Przykłady materialnych dzieł:

  • obraz,
  • mebel,
  • banner reklamowy,
  • rękodzieło.

Przykłady niematerialnych dzieł:

  • artykuł prasowy,
  • projekt graficzny,
  • tekst piosenki,
  • wykład akademicki.

Ze względu na swoją specyfikę, umowa o dzieło często znajduje zastosowanie w branżach artystycznych, wśród freelancerów oraz osób pracujących w wolnych zawodach, takich jak: dziennikarze, copywriterzy, projektanci stron internetowych, tłumacze czy wykładowcy. Ważnym aspektem przy zawieraniu umowy o dzieło jest to, że musi ona prowadzić do konkretnego rezultatu. Jeśli umowa dotyczy wykonywania powtarzalnych czynności, takich jak sprzątanie biura kilka razy w tygodniu, to nie może być to klasyfikowane jako umowa o dzieło. W takich przypadkach powinno się zawrzeć umowę zlecenie lub umowę o pracę. Alternatywnie, jeśli osoba świadcząca usługę prowadzi działalność gospodarczą, można podpisać z nią umowę B2B. A jak wygląda kwestia podatków?

Zmiany w Kodeksie pracy 2022

Umowa o dzieło, a podatki

Jeśli Twoje wynagrodzenie na podstawie umowy o dzieło w danym miesiącu nie przekracza 200 zł brutto i nie jesteś pracownikiem zamawiającego, obowiązuje tzw. podatek zryczałtowany w wysokości 12%. Dochody z takich umów nie są łączone z innymi dochodami, co oznacza, że nie trzeba ich wykazywać w rocznym zeznaniu PIT. W przypadku wynagrodzeń powyżej 200 zł brutto, podatek wyliczany jest na zasadach ogólnych.

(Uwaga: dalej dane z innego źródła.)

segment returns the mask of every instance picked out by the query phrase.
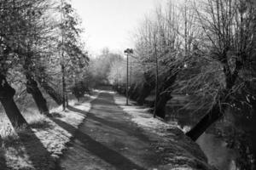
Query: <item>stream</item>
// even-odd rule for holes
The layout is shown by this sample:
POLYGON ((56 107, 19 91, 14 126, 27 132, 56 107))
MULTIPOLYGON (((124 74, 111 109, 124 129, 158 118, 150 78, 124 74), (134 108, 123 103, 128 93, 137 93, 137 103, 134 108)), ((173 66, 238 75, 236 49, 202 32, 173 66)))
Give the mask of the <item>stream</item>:
MULTIPOLYGON (((195 124, 192 117, 172 117, 170 121, 176 122, 183 132, 189 131, 195 124)), ((208 163, 218 170, 238 170, 236 167, 237 154, 228 148, 224 139, 213 132, 205 132, 197 140, 202 151, 208 159, 208 163)))

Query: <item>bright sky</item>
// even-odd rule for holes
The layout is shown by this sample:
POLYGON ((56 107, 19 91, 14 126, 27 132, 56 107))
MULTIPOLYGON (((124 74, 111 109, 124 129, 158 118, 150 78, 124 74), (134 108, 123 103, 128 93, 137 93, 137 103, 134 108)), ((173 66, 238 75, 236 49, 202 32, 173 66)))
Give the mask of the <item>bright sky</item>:
POLYGON ((132 48, 132 32, 145 14, 165 0, 72 0, 83 21, 90 53, 132 48))

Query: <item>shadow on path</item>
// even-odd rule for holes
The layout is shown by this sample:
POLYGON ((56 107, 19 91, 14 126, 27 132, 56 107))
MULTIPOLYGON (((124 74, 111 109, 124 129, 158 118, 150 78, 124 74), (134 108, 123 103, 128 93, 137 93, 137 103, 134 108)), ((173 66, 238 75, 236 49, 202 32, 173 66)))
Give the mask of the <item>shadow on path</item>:
MULTIPOLYGON (((96 116, 95 114, 93 114, 91 112, 86 112, 86 111, 76 109, 74 107, 72 107, 72 106, 69 106, 68 109, 72 111, 75 111, 75 112, 79 112, 79 113, 85 114, 85 115, 87 114, 87 116, 89 119, 92 119, 93 121, 98 122, 106 126, 123 131, 124 133, 127 133, 127 135, 134 136, 142 141, 148 142, 150 140, 148 136, 143 135, 142 133, 140 133, 141 129, 139 129, 139 128, 137 129, 137 132, 134 132, 134 129, 127 128, 127 125, 121 123, 121 122, 118 122, 114 119, 112 119, 112 121, 108 121, 107 119, 103 119, 99 116, 96 116)), ((101 110, 96 110, 95 108, 93 108, 93 109, 94 109, 94 111, 101 110)), ((119 109, 121 109, 121 108, 119 108, 119 109)), ((104 111, 108 111, 108 110, 104 110, 104 111)), ((112 111, 113 111, 113 110, 112 110, 112 111)), ((116 110, 116 111, 118 111, 118 110, 116 110)), ((109 118, 109 117, 108 117, 108 119, 111 120, 111 118, 109 118)))
POLYGON ((74 133, 59 162, 63 169, 144 170, 160 164, 158 154, 152 148, 152 136, 131 121, 131 116, 114 103, 113 94, 101 93, 90 104, 89 112, 68 108, 87 116, 79 129, 52 118, 60 127, 74 133))
MULTIPOLYGON (((58 124, 62 128, 66 129, 68 132, 75 131, 75 128, 59 120, 59 119, 52 119, 56 124, 58 124)), ((83 143, 83 147, 84 147, 87 150, 114 166, 117 169, 122 170, 143 170, 144 168, 139 167, 135 164, 124 156, 120 155, 115 150, 113 150, 101 143, 94 140, 89 135, 84 134, 79 130, 76 131, 75 139, 79 139, 83 143)))

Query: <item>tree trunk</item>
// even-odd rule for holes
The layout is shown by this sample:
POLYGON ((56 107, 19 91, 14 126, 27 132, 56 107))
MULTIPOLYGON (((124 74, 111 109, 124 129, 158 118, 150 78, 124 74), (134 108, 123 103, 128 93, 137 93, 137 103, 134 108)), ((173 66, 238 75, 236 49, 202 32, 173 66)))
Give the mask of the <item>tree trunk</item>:
POLYGON ((43 94, 38 87, 38 82, 33 80, 30 76, 26 76, 27 82, 26 84, 26 91, 32 95, 32 98, 41 114, 48 115, 49 109, 47 106, 46 99, 44 98, 43 94))
POLYGON ((148 82, 144 82, 137 101, 139 105, 143 105, 145 99, 150 94, 154 86, 150 86, 148 82))
POLYGON ((0 101, 11 124, 15 128, 26 125, 26 121, 14 100, 15 90, 10 87, 3 75, 0 75, 0 101))
MULTIPOLYGON (((173 74, 172 73, 172 70, 170 70, 170 75, 173 74)), ((155 103, 154 108, 154 115, 160 116, 161 118, 166 117, 166 105, 168 100, 172 99, 171 92, 170 90, 166 92, 166 90, 173 85, 173 83, 176 81, 177 73, 175 73, 172 76, 169 76, 166 78, 163 84, 161 85, 160 88, 160 93, 162 93, 159 97, 158 100, 155 103)))
POLYGON ((38 81, 42 88, 46 93, 55 100, 55 102, 61 105, 62 105, 62 99, 61 94, 59 94, 53 88, 51 88, 46 82, 38 81))
POLYGON ((154 107, 154 114, 157 116, 161 118, 166 117, 166 105, 167 101, 172 99, 172 96, 169 93, 164 93, 163 94, 160 95, 158 101, 155 104, 154 107))
MULTIPOLYGON (((225 110, 225 106, 222 107, 225 110)), ((223 116, 218 104, 215 104, 212 109, 200 120, 200 122, 186 135, 195 141, 213 122, 223 116)))

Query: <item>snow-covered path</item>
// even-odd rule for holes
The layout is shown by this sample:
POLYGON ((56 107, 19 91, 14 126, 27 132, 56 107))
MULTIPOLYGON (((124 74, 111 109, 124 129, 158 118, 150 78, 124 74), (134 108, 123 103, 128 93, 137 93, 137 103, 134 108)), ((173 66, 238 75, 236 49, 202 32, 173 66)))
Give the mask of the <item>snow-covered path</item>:
MULTIPOLYGON (((55 120, 55 122, 67 131, 76 132, 59 162, 61 169, 197 169, 191 168, 190 166, 198 166, 198 169, 208 169, 200 156, 198 159, 187 153, 187 150, 180 149, 180 146, 174 148, 173 145, 171 146, 172 158, 175 159, 175 162, 177 161, 177 164, 167 165, 166 158, 169 155, 166 155, 166 150, 163 151, 160 142, 162 141, 163 136, 142 128, 132 122, 132 116, 124 111, 123 105, 115 103, 115 97, 113 93, 101 93, 98 98, 91 102, 89 112, 69 108, 73 111, 87 116, 79 129, 55 120), (178 158, 176 160, 176 157, 178 158)), ((177 135, 181 138, 180 134, 177 135)), ((166 142, 169 144, 169 141, 166 142)), ((172 143, 176 144, 176 142, 172 143)), ((168 148, 166 144, 164 143, 164 145, 168 148)))
MULTIPOLYGON (((72 110, 72 109, 71 109, 72 110)), ((62 169, 154 169, 159 156, 151 141, 114 104, 113 96, 102 93, 91 102, 86 121, 76 132, 70 147, 61 160, 62 169)), ((57 122, 66 130, 73 128, 57 122)))

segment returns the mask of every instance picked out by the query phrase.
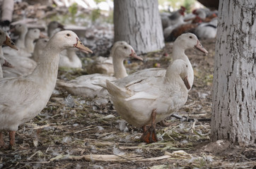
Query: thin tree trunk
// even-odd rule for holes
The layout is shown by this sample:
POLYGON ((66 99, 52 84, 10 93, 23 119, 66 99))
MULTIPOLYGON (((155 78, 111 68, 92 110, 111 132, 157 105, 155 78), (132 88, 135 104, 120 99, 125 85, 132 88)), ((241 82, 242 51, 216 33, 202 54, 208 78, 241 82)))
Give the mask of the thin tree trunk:
POLYGON ((256 1, 220 0, 211 139, 256 142, 256 1))
POLYGON ((115 42, 126 41, 138 54, 165 46, 157 0, 114 0, 115 42))

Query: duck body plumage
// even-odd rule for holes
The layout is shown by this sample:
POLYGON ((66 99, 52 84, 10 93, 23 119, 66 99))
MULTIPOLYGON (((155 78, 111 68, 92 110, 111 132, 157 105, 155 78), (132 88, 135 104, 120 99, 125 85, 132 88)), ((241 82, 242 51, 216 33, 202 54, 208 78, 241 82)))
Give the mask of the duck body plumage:
MULTIPOLYGON (((114 45, 115 46, 115 45, 114 45)), ((65 89, 74 95, 80 95, 89 98, 95 96, 105 97, 108 92, 103 86, 105 86, 106 80, 115 80, 127 76, 125 67, 123 64, 124 59, 129 56, 142 60, 136 56, 132 47, 125 44, 115 46, 113 51, 113 65, 115 76, 94 73, 82 75, 69 82, 57 82, 57 86, 65 89)))
MULTIPOLYGON (((185 51, 189 48, 196 47, 202 50, 204 53, 207 51, 202 46, 200 42, 198 41, 197 37, 192 33, 186 33, 180 36, 175 42, 173 43, 173 61, 176 59, 182 59, 184 61, 188 67, 188 75, 187 79, 188 82, 191 87, 194 82, 194 70, 192 65, 187 57, 185 54, 185 51), (190 37, 192 37, 190 39, 190 37)), ((165 75, 166 70, 164 68, 149 68, 145 70, 139 70, 126 78, 123 79, 124 82, 132 82, 134 80, 136 80, 138 78, 143 78, 145 77, 163 77, 165 75)), ((188 90, 188 92, 190 91, 188 90)))
MULTIPOLYGON (((173 64, 177 62, 186 64, 180 59, 173 64)), ((153 109, 157 112, 156 123, 174 113, 186 103, 187 89, 177 73, 168 75, 170 77, 141 77, 128 83, 127 77, 107 81, 107 89, 117 112, 129 124, 138 127, 150 123, 153 109)))
MULTIPOLYGON (((33 118, 45 107, 55 87, 59 54, 74 46, 91 52, 73 32, 59 32, 49 41, 31 74, 0 79, 0 131, 16 131, 21 124, 33 118)), ((14 144, 13 137, 11 146, 14 144)))

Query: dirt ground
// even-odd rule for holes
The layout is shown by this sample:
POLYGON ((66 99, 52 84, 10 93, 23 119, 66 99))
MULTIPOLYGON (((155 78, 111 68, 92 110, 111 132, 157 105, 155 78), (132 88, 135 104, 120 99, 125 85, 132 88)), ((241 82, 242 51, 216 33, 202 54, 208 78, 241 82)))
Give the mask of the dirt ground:
MULTIPOLYGON (((223 140, 210 143, 215 39, 201 43, 207 56, 194 49, 186 51, 194 82, 186 105, 177 112, 182 118, 167 118, 168 127, 157 124, 158 142, 141 142, 142 130, 122 120, 109 99, 89 99, 57 89, 47 107, 19 127, 16 146, 0 149, 0 169, 256 168, 255 147, 223 140)), ((156 65, 167 68, 172 46, 167 43, 161 51, 141 55, 143 62, 126 61, 128 73, 156 65)), ((81 59, 84 67, 86 58, 81 59)), ((86 73, 62 70, 58 77, 68 80, 86 73)), ((7 144, 8 133, 4 135, 7 144)))
MULTIPOLYGON (((201 42, 209 54, 204 56, 194 49, 186 51, 194 83, 186 105, 177 112, 197 120, 170 117, 170 126, 157 125, 159 142, 146 144, 139 141, 141 130, 122 120, 110 101, 71 96, 59 89, 40 115, 20 126, 16 146, 0 151, 0 168, 255 168, 255 147, 225 142, 220 146, 209 144, 215 39, 201 42)), ((156 63, 166 68, 172 44, 141 56, 144 62, 127 62, 128 72, 156 63)), ((83 73, 62 70, 59 78, 74 78, 83 73)))

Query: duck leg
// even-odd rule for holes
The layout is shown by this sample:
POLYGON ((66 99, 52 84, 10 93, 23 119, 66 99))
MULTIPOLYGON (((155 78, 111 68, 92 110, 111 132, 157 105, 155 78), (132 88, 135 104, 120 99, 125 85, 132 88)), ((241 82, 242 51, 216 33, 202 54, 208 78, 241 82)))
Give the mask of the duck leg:
POLYGON ((10 146, 13 146, 15 144, 15 133, 16 131, 10 131, 9 138, 10 138, 10 146))
POLYGON ((146 143, 153 143, 158 141, 156 134, 156 108, 153 109, 151 113, 151 125, 148 130, 146 125, 143 126, 143 134, 141 140, 146 143))
POLYGON ((0 147, 4 147, 4 137, 3 137, 3 133, 1 132, 0 132, 0 147))

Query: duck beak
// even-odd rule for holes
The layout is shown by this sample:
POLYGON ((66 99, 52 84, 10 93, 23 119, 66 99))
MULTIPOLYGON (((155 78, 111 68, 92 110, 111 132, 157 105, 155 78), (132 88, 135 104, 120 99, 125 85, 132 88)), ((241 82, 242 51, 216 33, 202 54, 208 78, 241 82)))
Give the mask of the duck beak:
POLYGON ((49 38, 47 36, 46 36, 45 34, 43 34, 42 32, 40 32, 40 34, 39 35, 39 38, 42 39, 42 38, 49 38))
POLYGON ((76 38, 76 44, 74 44, 74 47, 78 49, 84 53, 88 54, 89 52, 91 52, 91 54, 93 54, 93 51, 90 49, 84 46, 78 38, 76 38))
POLYGON ((204 54, 208 54, 208 51, 203 47, 199 40, 197 40, 197 44, 194 45, 194 47, 204 54))
POLYGON ((58 23, 58 27, 64 30, 64 25, 62 24, 61 24, 61 23, 58 23))
POLYGON ((184 84, 186 86, 187 89, 190 89, 191 87, 190 87, 190 84, 187 80, 187 76, 186 76, 184 79, 182 79, 183 82, 184 82, 184 84))
POLYGON ((130 56, 136 59, 139 59, 140 61, 143 61, 143 58, 141 57, 139 57, 137 56, 137 54, 135 53, 134 50, 132 49, 132 54, 130 54, 130 56))
POLYGON ((6 60, 4 59, 4 63, 3 64, 3 66, 11 68, 13 68, 14 66, 12 65, 10 63, 8 63, 6 60))
POLYGON ((18 48, 16 47, 16 46, 15 46, 15 44, 13 43, 13 42, 10 39, 10 37, 8 37, 8 36, 6 36, 6 41, 4 42, 4 44, 9 46, 10 47, 11 47, 12 49, 16 49, 18 51, 18 48))

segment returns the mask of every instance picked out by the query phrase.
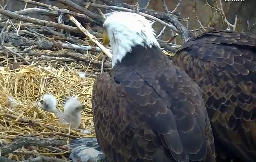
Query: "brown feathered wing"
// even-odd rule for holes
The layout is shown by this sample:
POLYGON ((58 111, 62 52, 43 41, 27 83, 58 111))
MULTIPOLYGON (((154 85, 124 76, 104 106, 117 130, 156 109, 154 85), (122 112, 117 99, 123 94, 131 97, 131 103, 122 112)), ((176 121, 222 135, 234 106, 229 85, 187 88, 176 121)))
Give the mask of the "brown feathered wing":
MULTIPOLYGON (((141 59, 154 59, 149 52, 141 59)), ((152 66, 116 66, 110 75, 96 79, 92 104, 99 145, 111 161, 214 161, 199 87, 161 56, 152 66)))
POLYGON ((217 145, 220 142, 232 150, 233 158, 256 160, 255 35, 211 31, 183 45, 173 62, 202 90, 217 156, 228 151, 217 145))

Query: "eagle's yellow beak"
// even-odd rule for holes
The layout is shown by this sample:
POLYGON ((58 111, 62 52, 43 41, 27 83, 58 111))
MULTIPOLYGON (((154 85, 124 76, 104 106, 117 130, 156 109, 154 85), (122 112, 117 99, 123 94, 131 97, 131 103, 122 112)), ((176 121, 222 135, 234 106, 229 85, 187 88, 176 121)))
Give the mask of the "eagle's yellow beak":
POLYGON ((106 46, 108 45, 109 41, 108 33, 107 31, 104 29, 103 31, 103 33, 102 34, 102 41, 103 42, 103 45, 104 46, 106 46))

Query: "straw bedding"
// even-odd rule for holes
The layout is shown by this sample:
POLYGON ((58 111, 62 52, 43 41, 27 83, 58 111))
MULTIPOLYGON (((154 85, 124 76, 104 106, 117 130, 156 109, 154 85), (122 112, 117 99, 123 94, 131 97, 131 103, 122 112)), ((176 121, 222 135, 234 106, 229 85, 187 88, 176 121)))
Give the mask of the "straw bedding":
MULTIPOLYGON (((9 70, 8 65, 0 67, 0 142, 9 141, 18 135, 43 132, 45 132, 45 137, 64 138, 50 133, 54 132, 80 137, 95 136, 91 103, 95 79, 81 77, 78 74, 81 69, 86 71, 86 73, 95 73, 91 66, 89 68, 75 63, 68 64, 48 60, 34 62, 31 65, 21 67, 12 70, 9 70), (55 65, 54 67, 53 65, 55 65), (77 96, 85 106, 82 112, 79 128, 88 129, 90 133, 82 134, 81 130, 69 130, 68 125, 58 122, 53 113, 40 109, 37 103, 46 93, 55 97, 59 110, 63 108, 67 98, 77 96), (12 98, 15 101, 11 102, 12 98), (15 116, 16 119, 10 118, 8 115, 15 116), (22 118, 38 122, 40 125, 35 126, 19 120, 22 118)), ((39 153, 49 151, 42 148, 36 150, 39 153)), ((9 158, 13 156, 16 160, 25 158, 24 155, 11 154, 9 158)), ((65 158, 63 156, 62 157, 65 158)))

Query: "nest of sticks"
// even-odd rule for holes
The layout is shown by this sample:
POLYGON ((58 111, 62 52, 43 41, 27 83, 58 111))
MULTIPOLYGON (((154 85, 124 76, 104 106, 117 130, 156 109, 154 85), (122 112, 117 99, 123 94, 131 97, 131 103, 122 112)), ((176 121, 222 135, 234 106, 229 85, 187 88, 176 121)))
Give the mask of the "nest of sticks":
MULTIPOLYGON (((80 8, 73 1, 61 1, 75 9, 70 11, 33 1, 19 1, 48 10, 33 8, 11 12, 0 9, 3 15, 0 18, 0 161, 70 161, 70 151, 65 146, 71 140, 95 137, 91 101, 94 82, 111 67, 110 48, 102 45, 102 34, 94 28, 102 25, 104 16, 94 15, 86 9, 90 5, 108 6, 87 3, 83 4, 85 8, 80 8), (59 20, 56 16, 61 19, 58 14, 65 16, 72 25, 23 15, 38 12, 53 15, 57 22, 59 20), (85 19, 86 23, 79 25, 75 18, 85 19), (15 23, 11 18, 30 23, 15 23), (38 102, 46 94, 55 97, 60 111, 68 98, 78 96, 85 106, 78 129, 61 124, 53 113, 39 108, 38 102)), ((111 1, 106 4, 108 1, 111 1)), ((187 39, 187 33, 180 34, 187 39)), ((171 60, 179 46, 170 42, 178 35, 176 33, 169 42, 159 40, 171 60)))
MULTIPOLYGON (((8 143, 17 136, 28 135, 67 140, 94 137, 91 98, 95 79, 81 76, 80 71, 84 69, 86 73, 92 73, 92 69, 76 63, 63 64, 49 60, 21 65, 15 70, 9 70, 7 65, 0 68, 0 141, 8 143), (58 65, 57 68, 54 67, 53 63, 58 65), (60 110, 67 98, 78 96, 85 106, 82 113, 80 129, 71 129, 68 125, 60 124, 53 113, 39 108, 37 102, 46 93, 55 97, 60 110), (82 133, 81 130, 84 130, 88 133, 82 133)), ((30 148, 21 149, 16 154, 9 154, 9 157, 16 157, 14 159, 17 161, 24 160, 28 154, 26 153, 30 154, 32 151, 35 154, 51 155, 49 149, 36 147, 31 151, 30 148)), ((57 155, 62 155, 65 151, 57 155)))

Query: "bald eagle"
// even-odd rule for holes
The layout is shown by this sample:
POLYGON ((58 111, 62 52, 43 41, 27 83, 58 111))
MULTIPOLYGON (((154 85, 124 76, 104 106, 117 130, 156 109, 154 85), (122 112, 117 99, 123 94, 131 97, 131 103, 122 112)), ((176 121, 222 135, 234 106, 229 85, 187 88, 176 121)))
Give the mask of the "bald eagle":
POLYGON ((93 86, 98 144, 110 161, 215 161, 199 87, 162 52, 149 21, 113 14, 104 23, 113 54, 110 74, 93 86))
POLYGON ((256 161, 255 35, 211 31, 183 44, 173 62, 202 90, 217 157, 256 161))

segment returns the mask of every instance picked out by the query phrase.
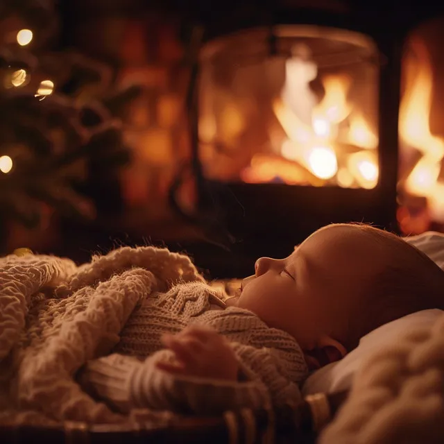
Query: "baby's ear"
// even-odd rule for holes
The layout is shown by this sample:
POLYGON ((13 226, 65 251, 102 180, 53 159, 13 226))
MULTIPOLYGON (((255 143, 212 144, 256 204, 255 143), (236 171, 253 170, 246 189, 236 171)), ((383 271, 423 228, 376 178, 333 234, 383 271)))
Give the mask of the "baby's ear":
POLYGON ((318 347, 328 357, 329 363, 339 361, 347 355, 345 348, 340 342, 328 336, 321 338, 318 347))

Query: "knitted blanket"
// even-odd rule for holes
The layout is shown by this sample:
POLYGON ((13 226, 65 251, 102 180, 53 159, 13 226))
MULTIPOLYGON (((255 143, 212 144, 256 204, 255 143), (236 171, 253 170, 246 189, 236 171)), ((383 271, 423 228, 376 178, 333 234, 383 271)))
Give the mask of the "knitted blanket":
POLYGON ((363 363, 321 444, 444 442, 444 316, 363 363))
POLYGON ((28 255, 0 259, 0 422, 126 418, 76 383, 87 361, 108 353, 144 298, 178 282, 203 281, 168 250, 119 248, 77 266, 28 255))

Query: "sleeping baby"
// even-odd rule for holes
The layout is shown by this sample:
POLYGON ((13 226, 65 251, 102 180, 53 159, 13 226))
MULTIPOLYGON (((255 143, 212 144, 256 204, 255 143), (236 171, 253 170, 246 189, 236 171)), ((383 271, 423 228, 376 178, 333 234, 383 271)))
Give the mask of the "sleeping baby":
POLYGON ((294 404, 310 370, 384 323, 443 309, 443 289, 441 268, 395 234, 328 225, 288 257, 259 259, 230 299, 202 282, 150 296, 114 352, 89 361, 78 380, 122 413, 294 404))

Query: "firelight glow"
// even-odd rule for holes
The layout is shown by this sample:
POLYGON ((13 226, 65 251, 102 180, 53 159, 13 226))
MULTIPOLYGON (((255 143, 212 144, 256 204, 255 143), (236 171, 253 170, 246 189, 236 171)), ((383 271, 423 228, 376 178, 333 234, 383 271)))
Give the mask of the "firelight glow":
POLYGON ((8 174, 12 169, 12 160, 8 155, 0 157, 0 171, 8 174))
POLYGON ((404 60, 406 92, 400 107, 400 139, 407 149, 422 155, 404 187, 413 196, 425 197, 435 220, 444 221, 444 182, 438 179, 444 159, 444 140, 430 131, 433 72, 425 43, 411 40, 411 52, 404 60))
POLYGON ((11 75, 11 83, 16 87, 22 86, 26 81, 26 71, 24 69, 17 69, 11 75))
POLYGON ((364 116, 353 112, 348 101, 351 79, 334 75, 321 78, 325 94, 316 103, 309 83, 316 78, 318 69, 307 58, 307 51, 303 56, 289 59, 285 72, 281 96, 273 103, 275 114, 287 136, 281 144, 281 155, 298 162, 318 179, 334 178, 340 187, 375 187, 379 175, 375 153, 378 139, 364 116), (361 148, 354 154, 343 151, 337 141, 339 126, 345 119, 348 130, 345 135, 341 130, 343 145, 361 148), (339 157, 347 164, 340 174, 339 157))
POLYGON ((17 33, 17 42, 21 46, 26 46, 33 40, 33 31, 31 29, 21 29, 17 33))
POLYGON ((308 163, 313 173, 320 179, 330 179, 338 171, 334 151, 328 146, 316 146, 309 155, 308 163))
POLYGON ((40 97, 40 100, 43 100, 45 97, 50 96, 54 91, 54 83, 52 80, 42 80, 40 82, 35 97, 40 97))

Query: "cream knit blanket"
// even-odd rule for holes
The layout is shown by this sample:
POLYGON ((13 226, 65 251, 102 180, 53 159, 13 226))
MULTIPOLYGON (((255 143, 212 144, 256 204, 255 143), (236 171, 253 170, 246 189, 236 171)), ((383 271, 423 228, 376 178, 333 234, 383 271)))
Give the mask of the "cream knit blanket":
POLYGON ((320 443, 444 443, 444 316, 368 358, 320 443))
POLYGON ((79 267, 51 256, 0 259, 0 422, 124 420, 82 391, 76 372, 110 351, 151 293, 196 280, 188 257, 153 247, 79 267))

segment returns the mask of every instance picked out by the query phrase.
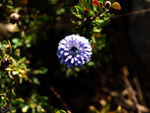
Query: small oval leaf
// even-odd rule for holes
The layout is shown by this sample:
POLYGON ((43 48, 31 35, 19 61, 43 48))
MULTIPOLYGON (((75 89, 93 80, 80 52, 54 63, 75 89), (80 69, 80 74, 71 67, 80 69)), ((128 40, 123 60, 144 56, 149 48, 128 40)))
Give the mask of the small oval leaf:
POLYGON ((114 2, 112 5, 111 5, 112 8, 116 9, 116 10, 121 10, 121 6, 118 2, 114 2))

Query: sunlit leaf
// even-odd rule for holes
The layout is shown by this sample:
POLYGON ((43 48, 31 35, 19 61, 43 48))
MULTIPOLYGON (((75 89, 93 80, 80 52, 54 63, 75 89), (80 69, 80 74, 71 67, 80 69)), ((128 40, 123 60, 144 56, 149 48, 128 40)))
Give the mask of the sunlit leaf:
POLYGON ((112 5, 111 5, 112 8, 116 9, 116 10, 121 10, 121 6, 118 2, 114 2, 112 5))

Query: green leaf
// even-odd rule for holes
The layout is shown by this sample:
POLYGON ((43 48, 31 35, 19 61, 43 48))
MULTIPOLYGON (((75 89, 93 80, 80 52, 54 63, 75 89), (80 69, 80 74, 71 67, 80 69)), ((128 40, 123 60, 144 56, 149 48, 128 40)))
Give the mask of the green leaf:
POLYGON ((118 2, 114 2, 111 7, 116 10, 121 10, 121 6, 118 2))

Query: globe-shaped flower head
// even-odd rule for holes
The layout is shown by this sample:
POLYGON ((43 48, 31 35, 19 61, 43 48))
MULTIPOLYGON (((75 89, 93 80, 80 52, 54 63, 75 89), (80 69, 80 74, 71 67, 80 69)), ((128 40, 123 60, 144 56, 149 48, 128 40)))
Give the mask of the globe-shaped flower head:
POLYGON ((91 55, 91 44, 83 36, 68 35, 59 42, 57 56, 68 68, 81 68, 89 62, 91 55))

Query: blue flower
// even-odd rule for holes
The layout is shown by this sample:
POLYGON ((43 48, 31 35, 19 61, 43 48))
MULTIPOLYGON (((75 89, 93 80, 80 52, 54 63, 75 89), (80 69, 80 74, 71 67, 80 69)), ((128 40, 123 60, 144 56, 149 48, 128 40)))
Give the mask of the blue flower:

Podstawę do opodatkowania stanowi suma wszystkich dochodów w roku kalendarzowym, a stawki podatku wynoszą:

  • 12% – dla dochodów do 120 000 zł,
  • 32% – dla nadwyżki powyżej 120 000 zł.

Dodatkowo, koszty uzyskania przychodu w przypadku standardowej umowy o dzieło wynoszą 20%. Jeśli jednak umowa obejmuje przeniesienie praw autorskich, koszty te wzrastają do 50%, co automatycznie obniża kwotę podatku. A co z ZUS-em? Jedną z kluczowych zalet umowy o dzieło jest brak obowiązku odprowadzania składek na Zakład Ubezpieczeń Społecznych (ZUS), w tym składki zdrowotnej. Wynika to z faktu, że umowa o dzieło dotyczy realizacji konkretnego zadania, a nie wykonywania pracy pod nadzorem pracodawcy w określonym czasie i miejscu. Istnieją też wyjątki. Jeśli umowa o dzieło jest zawarta z pracownikiem przebywającym na urlopie macierzyńskim, oraz gdy jest zawierana między pracownikiem a jego pracodawcą. ZUS traktuje ją wtedy jak umowę o pracę, co oznacza, że taka umowa zostaje objęta obowiązkowymi składkami, a zlecający dzieło musi poinformować o zawarciu umowy w terminie 7 dni od dnia podpisania kontraktu (formularz ZUS RUD). W sytuacji, gdy strony nie łączy stosunek pracy, umowa o dzieło pozostaje wolna od obciążeń na rzecz ZUS. Jakie jeszcze korzyści może mieć umowa o dzieło?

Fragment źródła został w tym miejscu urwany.